You can also increase your basic State Pension by paying voluntary Class 3 National Insurance Contributions (NICs).
Consider contributing up to £2,880 towards a pension for your non-earning spouse or children. Tax relief is added to your contribution, so if you contribute £2,880, a total of £3,600 a year will be paid into the pension scheme, even if you earn less than this or have no income at all. You begin to lose your personal allowance once your adjusted net income exceeds £100,000, such that the allowance reduces to £0 when adjusted net income reaches £125,000.
You can act at any time to help reduce a potential Inheritance Tax (IHT) bill when you’re no longer around.
Gifts of up to £3,000 per year can be made on an IHT-free basis. The limit increases to £6,000 if the previous year’s annual exemption was not used.
A married couple can therefore make IHT-exempt gifts totaling £12,000 – if unused, the annual allowance can be carried forward to the next tax year only. This simple technique could save a possible IHT bill of £4,800 in the event of your untimely death.

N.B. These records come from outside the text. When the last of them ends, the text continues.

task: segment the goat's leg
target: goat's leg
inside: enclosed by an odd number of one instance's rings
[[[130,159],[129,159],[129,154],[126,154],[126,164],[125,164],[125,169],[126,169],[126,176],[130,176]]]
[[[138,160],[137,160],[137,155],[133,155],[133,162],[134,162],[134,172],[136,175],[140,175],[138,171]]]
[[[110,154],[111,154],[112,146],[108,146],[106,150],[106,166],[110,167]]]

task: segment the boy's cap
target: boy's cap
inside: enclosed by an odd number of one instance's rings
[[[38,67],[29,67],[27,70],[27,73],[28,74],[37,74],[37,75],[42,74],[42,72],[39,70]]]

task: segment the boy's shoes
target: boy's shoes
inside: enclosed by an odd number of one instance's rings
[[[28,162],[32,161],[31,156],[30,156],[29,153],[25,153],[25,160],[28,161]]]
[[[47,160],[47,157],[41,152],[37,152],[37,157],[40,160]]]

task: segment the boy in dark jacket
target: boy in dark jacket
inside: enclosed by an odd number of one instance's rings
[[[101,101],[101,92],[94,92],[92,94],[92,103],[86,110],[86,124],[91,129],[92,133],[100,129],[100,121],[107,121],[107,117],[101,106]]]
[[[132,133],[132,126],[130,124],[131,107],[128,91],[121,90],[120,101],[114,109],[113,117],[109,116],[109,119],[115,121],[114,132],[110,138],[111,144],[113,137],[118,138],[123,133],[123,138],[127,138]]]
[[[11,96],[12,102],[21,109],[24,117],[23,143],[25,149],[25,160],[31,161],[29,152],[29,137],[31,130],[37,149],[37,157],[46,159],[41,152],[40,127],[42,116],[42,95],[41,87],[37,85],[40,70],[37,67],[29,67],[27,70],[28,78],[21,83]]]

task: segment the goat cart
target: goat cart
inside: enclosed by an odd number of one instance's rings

You should also consider using other annual gifts such as gifts in consideration of marriage or £250 small gifts.
Business Relief (BR) is a valuable IHT relief, with business property potentially receiving up to 100% relief if certain criteria are met. BR is an important part of succession planning, but due to the complexity of the BR rules, the relief may not be due even though you expect to meet the conditions. It is important to regularly review your BR position to ensure that it continues to apply and that your business activities do not jeopardise your BR position.
Capital Gains Tax allowance
Capital Gains Tax (CGT) is a tax on the gains and profits you make when you sell something, such as an investment portfolio or second home.
Everyone has an annual allowance of £12,000 (in 2019/ 2020) before CGT applies. Like the ISA allowance, it doesn't roll over, so if you don't use it, you'll lose out. And you may have to pay more CGT in the future.
Also, it's worth remembering the allowance is for individuals, so couples have a joint allowance for 2019/20 of £24,000. In some situations, it may be appropriate to transfer assets into your joint names so you both stay within your individual allowances. However, this is only effective if the gift is a genuine gift of beneficial ownership, and the transferor does not continue to benefit from the asset following the transfer.
Not every investment portfolio is subject to CGT. If you're looking for a tax-efficient way to invest, a Stocks and Shares ISA could be for you. Just like any investment, it carries risk - meaning you could lose some or all of your money - but if you do make a profit due to share price increases, you won't be required to pay CGT on it.
A Bed & ISA will allow you to utilise the current year's ISA allowance by moving investments not held in an ISA (i.e. from an unwrapped environment) to the ISA tax-efficient wrapper. This is achieved by selling the unwrapped investment and repurchasing it via an ISA. The disposal of the unwrapped investments may be liable to CGT, but once inside the ISA, the investments are sheltered from CGT in the future. If there is a particular area you are interested in, please do not hesitate to contact us, we look forward to hearing from you.
Information is based on our current understanding of taxation legislation and regulations. Any levels and bases of, and reliefs from, taxation are subject to change.
The tax benefits relating to ISA investments may not be maintained. Tax rules are complicated, so you should always obtain professional advice.
A pension is a long-term investment.
Pensions are not normally accessible until age 55. Your pension income could also be affected by interest rates at the time you take your benefits. The tax implications of pension withdrawals will be based on your individual circumstances, tax legislation and regulation, which are subject to change in the future.